The Customer Development Corporation

Being direct... AdVantage Sep 2005

Learning Lessons From A Sound-bite World ...
All too often we make assumptions about what we think we know ... but ALWAYS, the devil is in the detail!

If there is anyone out there who regularly reads my column, you will have no doubt noted my frequent observations that our world is steadily becoming choked with 'information' and I am becoming increasingly convinced that many people have simply stopped filling their 'busy heads' with what they consider as 'detail'. Those who are much smarter about these things than I am describe the mental processes behind human communication shorthand as heuristics, and we apparently evolved the technique to do this, in order not to burn our brains up with superfluous sensory information.

Well, when information overload begins to materially affect an individual's actual behaviour - then I think we are heading for a rather worrying set of problems. In order to explain I will need to describe (in some reasonable detail) a set of experiences encountered by and for one of our clients recently. While I would not normally do so in this column, I need to use specific names in order to provide my readers with context.

As part of our primary business we often find ourselves communicating one on one with many people but via the use of a customer database. As I write this, it is the day of the worldwide launch of 'Harry Potter and the Half-Blood Prince'. Exclusive Books have obviously planned their marketing very carefully and we have executed a number of individualised communication contacts using printed direct mail, and both the electronic channels: e-mail and SMS. Of particular importance to understanding how people read and comprehend these communications, is that we only used e-mail and SMS to alert specific customers (the ones who had already been into one of the stores and actually pre-paid for a copy of the book) to advise them of the details of activities surrounding the launch. These channels were not used to promote the sale of the book to non-customers - i.e. no spam!

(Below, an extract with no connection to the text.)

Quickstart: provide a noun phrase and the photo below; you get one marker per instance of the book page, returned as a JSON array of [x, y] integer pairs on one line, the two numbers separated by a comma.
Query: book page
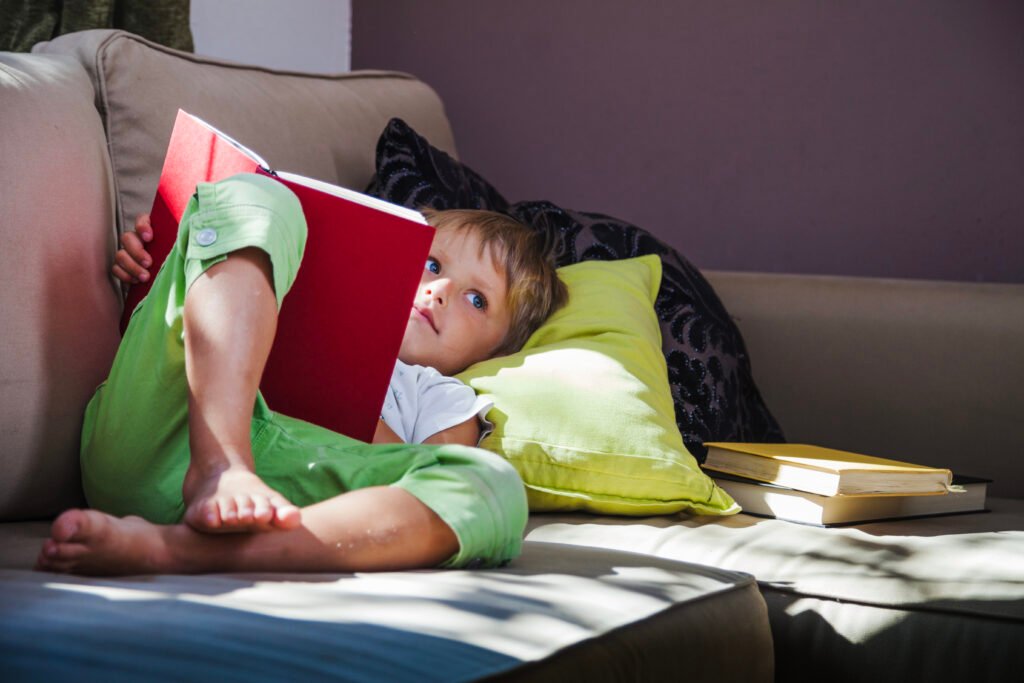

Imagine our surprise when some of these very customers arrived at the store literally hours before the launch wanting to collect their books, when the world-wide launch was due to be held at 12.01 GMT on Saturday 16th July, and this information was included on ALL the various items promoting the book, as well as on the communications to the pre-order customers. My conclusion: People do not read (and/or assimilate) any of the details. But when they arrive at the store…some are incredibly unhappy that their perceptions of the situation do not get them what they want - and they express their dissatisfaction with the 'bad' customer service - sometimes extremely loudly.

On the same subject - an item appeared in the weekly marketing and advertising electronic newsletter called www.bizcommunity.co.zadescribing a specific press release which said the following: Visit the world of Harry Potter at Montecasino…'Cinevation has conjured up an experiential 'book store' for Exclusive Books to launch the new Harry Potter novel….Building up to the launch of the book, visitors to Montecasino can enter the magical world of Harry Potter. After being sorted by a real sorting hat, a wizardly guide escorts Potter fans along Privet Drive and through Dragon Alley, complete with cauldrons. They can attend classes at Hogwarts School, explore the Forbidden Forrest and be enchanted by the Chamber of Secrets. The promotion opened on Saturday 25 June to crowds of Harry Potter enthusiasts and will run at Montecasino for three weeks….'

Guess what? This event was promoted via a number of media as well as undoubtedly by word of mouth - and it became extremely popular very quickly indeed. But there are always those who feel personally aggrieved because the great success of the promotion somehow inconvenienced them! This is a comment posted on the same site under the heading: Hogwarts Hogwash - A word of advice for anyone wanting to visit this mini 'world of wizardry': take your magic wand with because the only way you're going to get in is with the help of some magic!! What all the marketing around the bookstore doesn't tell you is that after paying R10 for parking, standing in a que (sic) for several hours in the hope of reserving a 20 minute slot at 'some point in the day', you are still not guaranteed entry. Your next best bet is to drive all the way to Montecasino the next day and start the whole process again - like I did. Another weekend later, my son and I have yet to get in to experience the 'magical world of Harry Potter'! (signed) Bitterly disappointed

I scratch my head in amazement at these two examples of behaviours that are based on a simplistic (and quite frankly mistaken) belief that the customer has all the rights, and this includes not bothering to read pertinent and published information - before making demands on the people serving at the store. I suppose that I am just an 'old fart' who remembers the days when we took our kids out to some promoted experience - and when we were 'beaten' there by hundreds of others, simply stood in line, or left.

One can fully appreciate that today's pace of life and the abundance of detailed information floating around in our space has become so overwhelming that we have to sift a lot of it out - but one would really expect that when an individual makes a decision to form part of a possible interactive relationship - pre-order a book, or make a visit to a specific event - that one arms one's self with ALL the details necessary to complete the task to everyone's satisfaction. I mean, no marketer ever wants to deliberately aggravate or annoy ANY customer!

There should always be a balance between a customer's rights and a customer's responsibilities just as there has to be a balance between the store-owner's responsibilities - oh and yes, don't forget - he too has rights!